Since its dissemination, a few points have been clarified that were otherwise in question.

About a month after its publication, U.S. Assistant Attorney General Leslie Caldwell emphasized the Yates memo’s requirement that corporations must disclose all relevant facts regarding misconduct to receive cooperation credit. Caldwell went so far to say that companies must affirmatively seek relevant facts regarding misconduct.

For example, Hospital X is accused of Medicare fraud, waste, and abuse (FWA) in the amount of $15 million. The Yates memo dictates that management at the hospital proactively investigate the allegations and report its findings to the federal government. The memo mandates that the hospital “show all its cards” and turn itself in prior to making any defense.

The problem here is that FWA is such a subjective determination.

What if a hospital bills Medicare for inplantable cardioverter defibrillator, or ICD, for patients that had coronary bypass surgery or angioplasty within 90 days or a heart attack within 40 days? What if the heart attack was never documented? What if the heart attack was so minor that it lasted under 100 milliseconds?

The Medicare National Coverage Determinations are so esoteric that your average Medicare auditor could very well cite a hospital for billing for an ICD even when the patient’s heart attack lasted under 100 milliseconds.

Yet, according to the Yates memo, the hospital is required to present all relevant facts before any defense. What if the hospital’s billing person is over zealous in detecting mis-billings? The hospital could very well have a legal defense as to why the alleged mis-billing is actually compliant. What about a company’s right to seek counsel and defend itself? The Yates memo may require the company to turn over attorney-client privilege.

The second point that has been clarified since the Yates’ memo’s publication came from Yates herself.

Yates remarks that there will be a presumption that the company has access to identify culpable individuals  unless they can make an affirmative showing that the company does not have access to it or are legally prohibited from producing it.

Why should this matter? It’s only a memo, right?

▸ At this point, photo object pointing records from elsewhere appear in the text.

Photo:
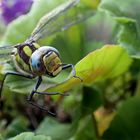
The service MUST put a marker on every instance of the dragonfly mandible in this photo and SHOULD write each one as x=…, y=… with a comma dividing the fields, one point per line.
x=32, y=60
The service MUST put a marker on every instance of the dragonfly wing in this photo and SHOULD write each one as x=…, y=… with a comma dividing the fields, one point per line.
x=59, y=19
x=5, y=53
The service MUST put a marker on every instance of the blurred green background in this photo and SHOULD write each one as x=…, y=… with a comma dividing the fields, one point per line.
x=105, y=51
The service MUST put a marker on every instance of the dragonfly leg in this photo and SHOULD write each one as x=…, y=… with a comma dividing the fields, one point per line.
x=65, y=66
x=41, y=93
x=13, y=73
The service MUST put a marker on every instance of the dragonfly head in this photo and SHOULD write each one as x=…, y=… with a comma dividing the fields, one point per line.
x=46, y=61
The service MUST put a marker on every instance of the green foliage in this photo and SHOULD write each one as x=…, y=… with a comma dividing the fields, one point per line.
x=105, y=104
x=125, y=13
x=30, y=136
x=126, y=124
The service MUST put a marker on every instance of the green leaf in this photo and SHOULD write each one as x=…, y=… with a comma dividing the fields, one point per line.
x=126, y=123
x=56, y=130
x=107, y=62
x=92, y=99
x=125, y=13
x=30, y=136
x=86, y=130
x=17, y=126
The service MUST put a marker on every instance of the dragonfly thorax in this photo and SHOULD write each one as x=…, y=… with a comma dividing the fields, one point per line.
x=45, y=61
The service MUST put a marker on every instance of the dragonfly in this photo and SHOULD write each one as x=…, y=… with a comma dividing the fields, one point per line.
x=34, y=61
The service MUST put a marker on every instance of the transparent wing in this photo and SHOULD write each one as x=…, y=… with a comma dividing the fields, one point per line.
x=59, y=19
x=5, y=53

Since its publication, the DOJ codified it into the revised U.S. Attorneys’ Manual, including the two clarifying remarks. Since its inception, the heads of companies have been targeted.

A case was brought against David Bostwick, the founder, owner and chief executive officer of Bostwick Laboratories for  allegedly provided incentives to treating physicians in exchange for referrals of patients who would then be subjected to these tests.

When the pharmaceutical company Warner Chilcott was investigated for health care fraud prosecutors also went after W. Carl Reichel, the former president, for his alleged involvement in the company’s kickback scheme.

Prior to the Yates’ memo, it was uncommon for health care fraud investigations to  involve criminal charges or civil resolutions against individual executives. But executives of health care companies accused of fraud, waste, and abuse should be very wary given this apparent new focus of law enforcement.